Tuesday, May 18, 2010

On Hacker News on New Scientist on Living in Denial

(This is an extended version of a comment posted on a Hacker News article .)

(No, I don't remember the customary capitalization rules for different parts of speech in titles, why do you ask?)

From the article in question: "Vaccine denial: Umbrella term for a disparate movement claiming that certain vaccines either (1) do not work or (2) are harmful"

I have no particular sympathy with any anti-vaccine activism that I'm aware of. But I wonder how, other than by not being an important faction in the appropriate big political tent, "anti-vaccine denial" ended up on this article's excrement list along with Holocaust deniers, while "nuclear power denial" and "genetic engineering denial" didn't.

My impression is that political opposition to nuclear power plants, to nuclear waste facilities, and to GM crops have had at least as much economic impact as political opposition to vaccines. Thus, it seems to me that they shouldn't be left off this list because they're unimportant.

Perhaps the columnist thinks that the anti-nuke and anti-GM-crops political movements don't belong on the list because they have achieved their success primarily by honestly making valid technical points? Granting for the sake of argument that that is a tenable position, then why ignore them? Wouldn't the anti-nuke and anti-GM movements make useful examples to clarify his position by comparing and contrasting? Wouldn't describing what is healthy and good about the thinking of the anti-GM and anti-nuke coalitions help us understand better what is exactly is so characteristically diseased and vile about anti-vaccine folk to justify grouping them with Holocaust deniers?

Now, I vaguely remember that long ago, when I first encountered "politically correct" used in the usual modern sense, I laughed pretty hard. Cruelly. Since then I've used the term repeatedly, trying to criticize suitably dishonest tactics with the nasty reminder that they seem not only dishonest, but significantly parallel to dishonest tactics which were used to support murderous totalitarian regimes. So maybe I should recognize that being labelled a "denier" for arguing against the IPCC version of AGW (as opposed to, say, little-feedback "lukewarming") should be considered karmic justice. (Pretty crude justice, I think, since the parallel seems broken in various ways. E.g., the left regards Che t-shirts rather more fondly than right regards Rommel t-shirts. If you want a recognizable parallel, it would work a lot better to make a nasty reference to how Confederate sympathies are widely tolerated. It's not that there are no real problems to be nasty about, just that being nasty about the particular problem of Nazi sympathies is delusional.)
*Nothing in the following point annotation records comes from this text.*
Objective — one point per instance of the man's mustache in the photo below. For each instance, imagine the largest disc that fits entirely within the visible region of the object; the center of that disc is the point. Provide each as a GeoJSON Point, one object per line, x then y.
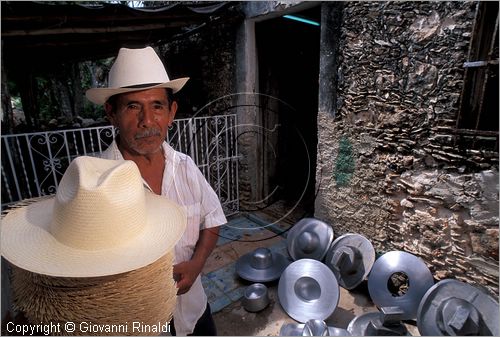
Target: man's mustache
{"type": "Point", "coordinates": [147, 133]}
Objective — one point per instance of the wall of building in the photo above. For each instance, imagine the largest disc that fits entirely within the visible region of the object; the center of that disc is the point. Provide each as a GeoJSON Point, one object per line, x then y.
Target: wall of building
{"type": "Point", "coordinates": [388, 167]}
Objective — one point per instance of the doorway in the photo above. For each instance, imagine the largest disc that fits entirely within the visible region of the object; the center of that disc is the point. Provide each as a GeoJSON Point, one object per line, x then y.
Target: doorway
{"type": "Point", "coordinates": [288, 61]}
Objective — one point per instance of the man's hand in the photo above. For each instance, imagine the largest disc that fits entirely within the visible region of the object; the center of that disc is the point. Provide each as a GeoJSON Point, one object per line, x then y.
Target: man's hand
{"type": "Point", "coordinates": [185, 273]}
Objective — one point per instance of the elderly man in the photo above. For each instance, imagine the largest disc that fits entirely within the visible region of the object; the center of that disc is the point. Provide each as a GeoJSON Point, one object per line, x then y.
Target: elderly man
{"type": "Point", "coordinates": [139, 103]}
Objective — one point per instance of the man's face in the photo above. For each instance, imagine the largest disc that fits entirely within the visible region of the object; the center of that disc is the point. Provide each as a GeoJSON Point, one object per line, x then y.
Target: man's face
{"type": "Point", "coordinates": [143, 118]}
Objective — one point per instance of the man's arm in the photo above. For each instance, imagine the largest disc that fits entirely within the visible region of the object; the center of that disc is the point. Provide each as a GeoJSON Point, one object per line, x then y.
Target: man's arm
{"type": "Point", "coordinates": [188, 271]}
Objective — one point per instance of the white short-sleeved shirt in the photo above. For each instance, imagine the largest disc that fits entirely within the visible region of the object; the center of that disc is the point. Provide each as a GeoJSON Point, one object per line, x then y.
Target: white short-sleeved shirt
{"type": "Point", "coordinates": [184, 183]}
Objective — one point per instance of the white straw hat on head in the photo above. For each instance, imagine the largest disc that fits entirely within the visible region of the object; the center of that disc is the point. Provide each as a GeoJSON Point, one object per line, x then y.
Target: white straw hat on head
{"type": "Point", "coordinates": [135, 70]}
{"type": "Point", "coordinates": [102, 221]}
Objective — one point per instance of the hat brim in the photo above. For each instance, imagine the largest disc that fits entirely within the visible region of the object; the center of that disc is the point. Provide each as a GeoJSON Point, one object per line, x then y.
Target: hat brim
{"type": "Point", "coordinates": [309, 274]}
{"type": "Point", "coordinates": [101, 95]}
{"type": "Point", "coordinates": [28, 243]}
{"type": "Point", "coordinates": [245, 270]}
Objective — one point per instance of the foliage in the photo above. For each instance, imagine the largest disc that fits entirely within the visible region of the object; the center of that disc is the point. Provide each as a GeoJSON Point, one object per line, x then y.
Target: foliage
{"type": "Point", "coordinates": [344, 165]}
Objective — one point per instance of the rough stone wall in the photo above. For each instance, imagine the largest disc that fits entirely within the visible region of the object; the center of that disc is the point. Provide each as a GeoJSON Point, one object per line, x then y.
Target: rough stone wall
{"type": "Point", "coordinates": [388, 167]}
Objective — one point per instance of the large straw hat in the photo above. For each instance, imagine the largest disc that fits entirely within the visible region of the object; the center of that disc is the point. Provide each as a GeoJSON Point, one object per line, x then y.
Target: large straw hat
{"type": "Point", "coordinates": [135, 70]}
{"type": "Point", "coordinates": [102, 221]}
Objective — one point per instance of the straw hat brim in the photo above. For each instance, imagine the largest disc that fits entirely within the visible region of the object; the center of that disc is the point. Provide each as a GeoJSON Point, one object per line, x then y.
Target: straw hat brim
{"type": "Point", "coordinates": [28, 244]}
{"type": "Point", "coordinates": [101, 95]}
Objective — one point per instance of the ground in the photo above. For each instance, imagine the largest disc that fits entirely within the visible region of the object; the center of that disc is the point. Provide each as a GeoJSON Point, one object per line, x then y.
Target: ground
{"type": "Point", "coordinates": [225, 288]}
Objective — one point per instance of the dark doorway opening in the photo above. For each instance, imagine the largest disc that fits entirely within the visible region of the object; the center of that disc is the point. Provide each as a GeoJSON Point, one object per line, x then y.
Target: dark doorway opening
{"type": "Point", "coordinates": [288, 61]}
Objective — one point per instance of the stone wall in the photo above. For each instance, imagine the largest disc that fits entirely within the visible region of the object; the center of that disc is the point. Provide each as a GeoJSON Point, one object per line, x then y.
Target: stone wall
{"type": "Point", "coordinates": [388, 165]}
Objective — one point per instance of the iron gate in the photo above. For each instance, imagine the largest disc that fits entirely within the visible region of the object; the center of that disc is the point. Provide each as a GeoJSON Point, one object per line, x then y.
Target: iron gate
{"type": "Point", "coordinates": [34, 163]}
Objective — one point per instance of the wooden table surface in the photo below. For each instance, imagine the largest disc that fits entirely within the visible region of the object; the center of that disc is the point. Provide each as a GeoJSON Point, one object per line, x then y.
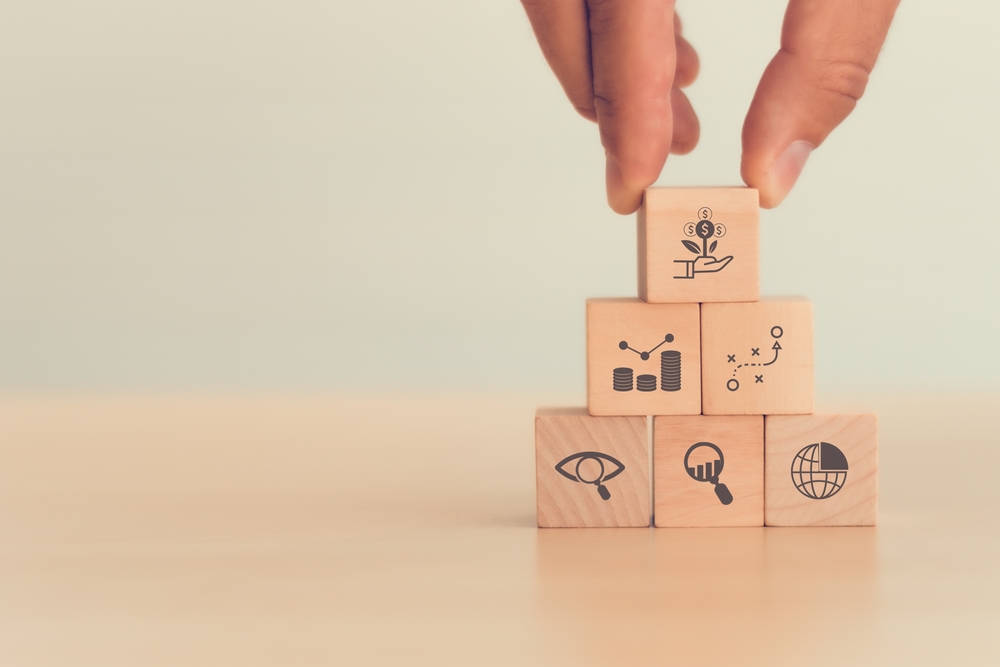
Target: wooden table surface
{"type": "Point", "coordinates": [400, 530]}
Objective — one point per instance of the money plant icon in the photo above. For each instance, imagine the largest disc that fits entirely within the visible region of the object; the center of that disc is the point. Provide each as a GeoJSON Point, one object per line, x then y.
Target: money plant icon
{"type": "Point", "coordinates": [705, 261]}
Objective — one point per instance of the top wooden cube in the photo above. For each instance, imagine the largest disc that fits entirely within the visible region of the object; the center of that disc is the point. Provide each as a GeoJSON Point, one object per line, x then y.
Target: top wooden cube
{"type": "Point", "coordinates": [699, 245]}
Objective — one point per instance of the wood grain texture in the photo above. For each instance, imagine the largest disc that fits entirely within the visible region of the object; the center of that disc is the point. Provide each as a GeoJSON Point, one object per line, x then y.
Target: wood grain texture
{"type": "Point", "coordinates": [856, 501]}
{"type": "Point", "coordinates": [620, 381]}
{"type": "Point", "coordinates": [742, 371]}
{"type": "Point", "coordinates": [670, 269]}
{"type": "Point", "coordinates": [565, 503]}
{"type": "Point", "coordinates": [679, 500]}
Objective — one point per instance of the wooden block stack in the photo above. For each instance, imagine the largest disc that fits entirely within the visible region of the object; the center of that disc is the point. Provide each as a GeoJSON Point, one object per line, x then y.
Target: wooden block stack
{"type": "Point", "coordinates": [724, 377]}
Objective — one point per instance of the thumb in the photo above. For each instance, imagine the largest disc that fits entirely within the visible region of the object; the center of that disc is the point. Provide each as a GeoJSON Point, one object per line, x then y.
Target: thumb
{"type": "Point", "coordinates": [828, 49]}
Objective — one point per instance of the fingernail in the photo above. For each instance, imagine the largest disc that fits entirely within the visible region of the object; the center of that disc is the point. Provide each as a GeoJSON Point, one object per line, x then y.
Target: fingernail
{"type": "Point", "coordinates": [785, 170]}
{"type": "Point", "coordinates": [620, 199]}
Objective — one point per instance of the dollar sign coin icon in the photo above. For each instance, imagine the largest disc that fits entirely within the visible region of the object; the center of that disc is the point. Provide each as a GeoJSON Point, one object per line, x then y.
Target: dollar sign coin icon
{"type": "Point", "coordinates": [705, 229]}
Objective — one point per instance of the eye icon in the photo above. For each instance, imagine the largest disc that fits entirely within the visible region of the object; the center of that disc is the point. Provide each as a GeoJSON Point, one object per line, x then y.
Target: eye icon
{"type": "Point", "coordinates": [591, 468]}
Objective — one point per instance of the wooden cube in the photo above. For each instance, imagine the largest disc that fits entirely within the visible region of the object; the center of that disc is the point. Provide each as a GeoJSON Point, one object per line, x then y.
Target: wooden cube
{"type": "Point", "coordinates": [699, 245]}
{"type": "Point", "coordinates": [757, 357]}
{"type": "Point", "coordinates": [708, 471]}
{"type": "Point", "coordinates": [590, 472]}
{"type": "Point", "coordinates": [820, 470]}
{"type": "Point", "coordinates": [643, 358]}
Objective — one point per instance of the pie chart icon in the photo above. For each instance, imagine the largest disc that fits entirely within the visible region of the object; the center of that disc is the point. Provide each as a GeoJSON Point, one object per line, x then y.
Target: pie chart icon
{"type": "Point", "coordinates": [819, 470]}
Perhaps what's going on is a rhetorical declaration of political factional loyalty by politically correct use of a partisan barb, not an actual assessment that people are violating some objective standard of analysis and discourse. Perhaps then I should accept that, since I've confessed to politically-correct-for-libertarians[*] use of the barb "politically correct." However, if indeed that's what's going on, I think it would be nice if the New Scientist would be honest about it. If the tables were turned, I'd be pretty disgusted with a magazine article, either an openly partisan one or a nominally objective one, which published a lot of text based on a definition of "politically correct" in neutral terms, but mysteriously happened to choose only targets on the left when illustrating those terms, avoiding e.g. any school boards which have made embarrassingly right-wing curriculum or library choices, or various episodes of narrowly doctrinaire in-group infighting weirdness among libertarian groups, even when discussing parallel kinds of misbehavior on the left.